FIG. 1 is a cross-sectional view of a blast furnace wall showing an embodiment of the water draining structure of the irregularly shaped blast furnace lining of the present invention. In the figure, 1 is a blast furnace shell, 2 is a cooling box nozzle attached to the blast furnace shell for charging the cooling box, and 3 is a cooling box nozzle for charging the cooling box.
4 is a cooling box, 4 is an irregular lining provided inside the steel shell 1, and 5 is a lower brick lining. 6 is a drain hole, 7 is a socket for the drain hole, 8 is a plug, 9 is a drainage iron plate attached to the boundary between the irregular lining part and the lower brick lining part, and 10 is a fire-resistant shrink material.

In this example, an irregular lining was used entirely on the upper part of the shaft of the blast furnace, and SiC bricks were used as the lining on the lower part of the shaft.

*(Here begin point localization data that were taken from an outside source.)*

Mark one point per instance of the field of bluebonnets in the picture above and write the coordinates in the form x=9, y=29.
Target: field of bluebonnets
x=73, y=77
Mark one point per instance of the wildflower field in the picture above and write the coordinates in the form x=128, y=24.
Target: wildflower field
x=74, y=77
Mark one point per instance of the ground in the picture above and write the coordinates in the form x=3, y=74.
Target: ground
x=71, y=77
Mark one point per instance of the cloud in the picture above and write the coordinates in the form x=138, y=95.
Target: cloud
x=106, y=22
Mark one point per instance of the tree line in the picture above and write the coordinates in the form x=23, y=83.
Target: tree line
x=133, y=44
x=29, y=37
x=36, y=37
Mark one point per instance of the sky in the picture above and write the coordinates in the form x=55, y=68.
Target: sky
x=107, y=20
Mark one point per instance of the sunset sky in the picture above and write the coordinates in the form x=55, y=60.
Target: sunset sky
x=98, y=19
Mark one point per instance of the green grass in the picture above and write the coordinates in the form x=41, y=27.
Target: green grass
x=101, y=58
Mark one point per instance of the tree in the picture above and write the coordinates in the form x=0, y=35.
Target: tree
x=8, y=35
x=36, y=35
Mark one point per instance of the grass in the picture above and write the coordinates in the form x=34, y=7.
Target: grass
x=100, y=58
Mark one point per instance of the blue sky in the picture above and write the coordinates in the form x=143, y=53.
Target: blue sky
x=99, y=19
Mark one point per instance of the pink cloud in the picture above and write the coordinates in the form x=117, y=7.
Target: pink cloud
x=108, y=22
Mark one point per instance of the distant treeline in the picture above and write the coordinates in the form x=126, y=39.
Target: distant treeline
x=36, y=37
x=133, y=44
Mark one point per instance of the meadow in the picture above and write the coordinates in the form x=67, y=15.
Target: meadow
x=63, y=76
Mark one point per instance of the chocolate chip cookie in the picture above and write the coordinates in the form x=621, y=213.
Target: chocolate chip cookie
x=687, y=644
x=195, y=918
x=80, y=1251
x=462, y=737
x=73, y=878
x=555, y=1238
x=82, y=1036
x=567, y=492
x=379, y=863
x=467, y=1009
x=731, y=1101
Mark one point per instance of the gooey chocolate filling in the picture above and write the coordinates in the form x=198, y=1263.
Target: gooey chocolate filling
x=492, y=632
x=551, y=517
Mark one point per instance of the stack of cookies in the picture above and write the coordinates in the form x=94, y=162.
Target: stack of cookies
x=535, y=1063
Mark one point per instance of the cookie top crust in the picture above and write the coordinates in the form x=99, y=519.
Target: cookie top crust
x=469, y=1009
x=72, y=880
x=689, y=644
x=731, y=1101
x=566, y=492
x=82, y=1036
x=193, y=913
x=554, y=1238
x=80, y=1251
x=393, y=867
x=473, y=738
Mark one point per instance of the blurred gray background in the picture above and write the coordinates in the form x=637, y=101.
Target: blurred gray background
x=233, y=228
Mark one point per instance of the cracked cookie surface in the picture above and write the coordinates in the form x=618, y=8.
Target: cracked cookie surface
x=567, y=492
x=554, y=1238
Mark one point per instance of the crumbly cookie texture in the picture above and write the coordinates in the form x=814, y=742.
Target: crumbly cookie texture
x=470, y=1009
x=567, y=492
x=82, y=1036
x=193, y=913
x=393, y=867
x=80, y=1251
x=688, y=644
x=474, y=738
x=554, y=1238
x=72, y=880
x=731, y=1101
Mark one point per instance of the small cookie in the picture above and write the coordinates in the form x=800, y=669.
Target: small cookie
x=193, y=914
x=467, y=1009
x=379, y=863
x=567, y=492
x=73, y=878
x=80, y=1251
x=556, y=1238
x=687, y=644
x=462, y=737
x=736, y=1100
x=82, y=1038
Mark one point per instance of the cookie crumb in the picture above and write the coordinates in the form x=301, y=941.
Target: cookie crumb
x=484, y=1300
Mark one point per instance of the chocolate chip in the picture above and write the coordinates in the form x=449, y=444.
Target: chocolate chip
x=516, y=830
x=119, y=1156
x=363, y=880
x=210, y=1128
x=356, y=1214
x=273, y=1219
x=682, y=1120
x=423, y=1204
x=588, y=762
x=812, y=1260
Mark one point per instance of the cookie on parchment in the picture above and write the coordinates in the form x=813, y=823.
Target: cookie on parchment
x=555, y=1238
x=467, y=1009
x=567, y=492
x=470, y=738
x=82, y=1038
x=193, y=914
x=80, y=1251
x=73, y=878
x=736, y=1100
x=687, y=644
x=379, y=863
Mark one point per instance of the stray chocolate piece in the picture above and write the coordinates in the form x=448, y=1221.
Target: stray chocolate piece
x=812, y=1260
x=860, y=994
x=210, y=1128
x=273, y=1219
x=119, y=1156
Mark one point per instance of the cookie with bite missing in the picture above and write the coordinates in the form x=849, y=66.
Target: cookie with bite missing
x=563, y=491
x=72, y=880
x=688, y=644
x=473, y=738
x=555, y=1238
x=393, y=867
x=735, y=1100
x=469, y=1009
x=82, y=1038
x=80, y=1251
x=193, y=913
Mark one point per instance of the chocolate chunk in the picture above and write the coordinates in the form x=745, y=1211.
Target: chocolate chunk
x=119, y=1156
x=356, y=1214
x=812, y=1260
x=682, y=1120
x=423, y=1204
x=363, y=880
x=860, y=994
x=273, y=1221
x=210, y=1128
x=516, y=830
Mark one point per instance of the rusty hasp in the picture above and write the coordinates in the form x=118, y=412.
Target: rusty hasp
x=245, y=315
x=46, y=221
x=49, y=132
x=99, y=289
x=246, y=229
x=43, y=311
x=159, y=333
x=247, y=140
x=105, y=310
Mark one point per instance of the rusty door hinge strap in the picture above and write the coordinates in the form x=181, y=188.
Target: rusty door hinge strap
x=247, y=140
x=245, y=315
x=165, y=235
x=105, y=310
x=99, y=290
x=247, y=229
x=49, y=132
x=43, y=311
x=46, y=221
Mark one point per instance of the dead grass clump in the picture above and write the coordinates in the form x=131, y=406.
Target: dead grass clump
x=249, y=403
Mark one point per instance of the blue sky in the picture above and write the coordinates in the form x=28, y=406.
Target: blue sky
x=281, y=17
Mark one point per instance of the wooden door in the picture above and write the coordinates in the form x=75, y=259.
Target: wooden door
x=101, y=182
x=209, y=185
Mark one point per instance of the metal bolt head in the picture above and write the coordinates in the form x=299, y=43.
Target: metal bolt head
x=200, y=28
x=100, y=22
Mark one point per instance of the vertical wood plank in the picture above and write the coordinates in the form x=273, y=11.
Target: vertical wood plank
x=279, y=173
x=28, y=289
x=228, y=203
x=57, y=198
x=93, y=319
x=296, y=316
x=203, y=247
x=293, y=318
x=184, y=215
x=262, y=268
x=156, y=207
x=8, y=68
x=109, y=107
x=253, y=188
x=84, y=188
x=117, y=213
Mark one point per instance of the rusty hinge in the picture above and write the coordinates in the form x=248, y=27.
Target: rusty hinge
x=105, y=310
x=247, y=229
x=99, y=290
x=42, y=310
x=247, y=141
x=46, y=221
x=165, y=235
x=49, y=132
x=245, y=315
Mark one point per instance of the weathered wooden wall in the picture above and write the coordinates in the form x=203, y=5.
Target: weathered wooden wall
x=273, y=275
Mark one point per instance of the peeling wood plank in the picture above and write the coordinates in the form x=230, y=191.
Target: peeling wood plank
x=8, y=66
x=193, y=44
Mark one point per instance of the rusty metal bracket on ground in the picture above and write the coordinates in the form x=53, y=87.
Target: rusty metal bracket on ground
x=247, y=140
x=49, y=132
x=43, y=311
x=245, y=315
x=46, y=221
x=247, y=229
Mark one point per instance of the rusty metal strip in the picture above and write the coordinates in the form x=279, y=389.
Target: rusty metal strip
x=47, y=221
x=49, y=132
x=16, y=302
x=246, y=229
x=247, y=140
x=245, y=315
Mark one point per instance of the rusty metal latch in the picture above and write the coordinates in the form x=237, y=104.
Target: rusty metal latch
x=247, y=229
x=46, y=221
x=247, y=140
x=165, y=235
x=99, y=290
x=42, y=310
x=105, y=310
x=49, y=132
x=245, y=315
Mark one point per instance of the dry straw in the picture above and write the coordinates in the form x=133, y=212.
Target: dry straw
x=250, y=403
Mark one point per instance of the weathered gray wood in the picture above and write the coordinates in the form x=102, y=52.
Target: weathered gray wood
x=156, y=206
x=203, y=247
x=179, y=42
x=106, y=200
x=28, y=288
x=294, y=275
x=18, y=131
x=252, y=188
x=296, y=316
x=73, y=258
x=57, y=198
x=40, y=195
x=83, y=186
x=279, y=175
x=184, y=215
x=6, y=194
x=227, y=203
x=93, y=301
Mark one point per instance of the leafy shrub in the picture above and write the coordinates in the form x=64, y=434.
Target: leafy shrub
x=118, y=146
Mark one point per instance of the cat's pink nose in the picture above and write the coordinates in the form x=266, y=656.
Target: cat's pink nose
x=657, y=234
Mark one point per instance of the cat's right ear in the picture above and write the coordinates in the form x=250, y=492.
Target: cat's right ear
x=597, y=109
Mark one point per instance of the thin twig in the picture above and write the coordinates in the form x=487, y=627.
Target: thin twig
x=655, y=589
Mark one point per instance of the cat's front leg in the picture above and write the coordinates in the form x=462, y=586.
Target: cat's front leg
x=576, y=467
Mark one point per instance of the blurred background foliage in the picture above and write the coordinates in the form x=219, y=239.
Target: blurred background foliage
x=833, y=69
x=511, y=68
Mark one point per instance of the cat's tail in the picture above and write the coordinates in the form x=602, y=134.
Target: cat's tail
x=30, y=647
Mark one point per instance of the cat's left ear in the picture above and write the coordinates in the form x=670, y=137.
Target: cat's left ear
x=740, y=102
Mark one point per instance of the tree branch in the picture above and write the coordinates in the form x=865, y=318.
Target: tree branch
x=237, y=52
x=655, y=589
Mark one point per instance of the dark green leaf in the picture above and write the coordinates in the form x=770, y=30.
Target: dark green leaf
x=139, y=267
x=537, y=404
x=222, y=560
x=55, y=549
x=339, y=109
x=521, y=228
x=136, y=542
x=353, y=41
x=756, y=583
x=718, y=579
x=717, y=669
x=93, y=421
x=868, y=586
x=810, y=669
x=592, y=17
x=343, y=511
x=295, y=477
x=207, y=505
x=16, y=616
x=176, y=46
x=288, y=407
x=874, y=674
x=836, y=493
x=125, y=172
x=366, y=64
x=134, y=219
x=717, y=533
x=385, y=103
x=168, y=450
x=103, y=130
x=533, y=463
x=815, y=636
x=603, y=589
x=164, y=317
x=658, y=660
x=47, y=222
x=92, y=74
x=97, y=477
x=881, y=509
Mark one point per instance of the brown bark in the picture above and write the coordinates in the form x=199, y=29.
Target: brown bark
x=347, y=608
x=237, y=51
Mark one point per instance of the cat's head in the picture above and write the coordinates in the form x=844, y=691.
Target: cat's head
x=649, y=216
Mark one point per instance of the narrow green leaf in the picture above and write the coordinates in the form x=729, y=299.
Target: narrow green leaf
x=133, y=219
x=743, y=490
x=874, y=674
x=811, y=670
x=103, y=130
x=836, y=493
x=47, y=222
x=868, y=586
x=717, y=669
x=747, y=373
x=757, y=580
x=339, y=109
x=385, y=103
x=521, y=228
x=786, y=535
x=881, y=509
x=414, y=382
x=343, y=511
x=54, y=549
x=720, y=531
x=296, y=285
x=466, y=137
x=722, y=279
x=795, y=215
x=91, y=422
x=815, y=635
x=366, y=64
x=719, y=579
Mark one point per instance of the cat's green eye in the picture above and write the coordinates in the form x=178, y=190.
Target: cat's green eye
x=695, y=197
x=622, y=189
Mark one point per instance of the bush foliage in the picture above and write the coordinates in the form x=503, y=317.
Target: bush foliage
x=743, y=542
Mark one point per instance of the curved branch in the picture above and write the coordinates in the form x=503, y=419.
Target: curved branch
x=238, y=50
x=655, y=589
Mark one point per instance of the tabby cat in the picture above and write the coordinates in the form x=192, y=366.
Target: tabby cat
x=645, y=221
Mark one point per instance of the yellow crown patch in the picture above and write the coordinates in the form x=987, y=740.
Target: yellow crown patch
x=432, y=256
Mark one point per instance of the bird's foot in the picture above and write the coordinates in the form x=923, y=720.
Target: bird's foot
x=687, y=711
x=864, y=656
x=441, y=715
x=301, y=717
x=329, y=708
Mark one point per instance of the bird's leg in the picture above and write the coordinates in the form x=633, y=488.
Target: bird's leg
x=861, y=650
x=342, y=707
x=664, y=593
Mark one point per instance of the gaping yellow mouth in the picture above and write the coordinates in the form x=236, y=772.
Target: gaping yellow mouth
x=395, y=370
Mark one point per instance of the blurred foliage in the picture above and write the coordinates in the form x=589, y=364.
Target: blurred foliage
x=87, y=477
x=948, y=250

Although we used a material with as little moisture as possible for the irregular shaped lining, it still contained about 6% moisture at the time of construction, and since the lining quantity was 300 tons, it required about 18 tons of moisture. was included.

In this embodiment, the drain holes were provided at the lower part of the cooling box nozzle in order to have holes of 10 to 20 mm in diameter and spaced at intervals of 1 to 2 m in the vertical and horizontal directions. A socket and plug were attached to the drain hole to keep it open during drying and to close it off after drying.

A draining iron plate is installed by welding a thin iron plate of about 2 to 3 mm to the steel shell at the boundary between the irregular lining part and the lower brick lining part, and a drain hole of 1 to 2 m is made in the steel shell at the top surface. Holes are drilled at intervals,
I also attached a socket and plug to this.

To absorb the thermal expansion of the lower brick, 10 to 20 mm of fire-resistant shrink material was inserted under the draining iron plate to absorb the expansion.

By inserting a blast furnace into the structure as described above, during drying, when the drying hot air temperature reaches around 200 to 300℃, drain water starts to be discharged from each drain hole to the outside of the furnace, and as the hot air temperature rises, the amount of drain water increases. The drying period was significantly shortened and could be completed in 20 days because the water was increased and dehydration was easily carried out.

In addition, by installing a drainage iron plate, drain water did not intrude into the SiC brick lining at the bottom, and there were no adverse effects such as steam oxidation of the SiC bricks or deterioration of the quality of the mortar.

As mentioned above, even when a large amount of amorphous lining with a high moisture content is used in a blast furnace, by adopting the drainage structure of the present invention, it is possible to shorten the drying period and completely dehydrate the water. It is now possible to prevent the generated drain water from having an adverse effect on the lower brick lining. This opens the door to the use of large quantities of irregularly shaped linings in place of the conventionally commonly used bricks, and will make it possible to further reduce lining costs, save labor, and mechanize lining work in the future. .

[Brief explanation of the drawing]

FIG. 1 is a sectional view of a furnace wall showing one embodiment of the water draining structure of the irregularly shaped blast furnace lining of the present invention. 1: Blast furnace shell, 2: Cooling box nozzle, 3: Cooling box, 4: Irregular lining, 5: Lower brick lining, 6: Drain hole, 7: Socket, 8: Plug, 9: Draining shell, 10 : Fireproof shrink material.

Claims (1)

[Scope of utility model registration request] In blast furnaces that use irregularly shaped linings,
A drainage hole with a plug is provided at the bottom of the cooling box nozzle attached to the blast furnace shell of the irregular lining, and a drainage iron plate is installed at the interface between the irregular lining and the lower brick lining, and a fireproof iron plate is installed at the bottom of the drainage iron plate. A drainage structure for an irregularly shaped blast furnace lining part, characterized in that a shrink material is inserted and the drainage hole is provided at a position on the upper surface of a draining iron plate.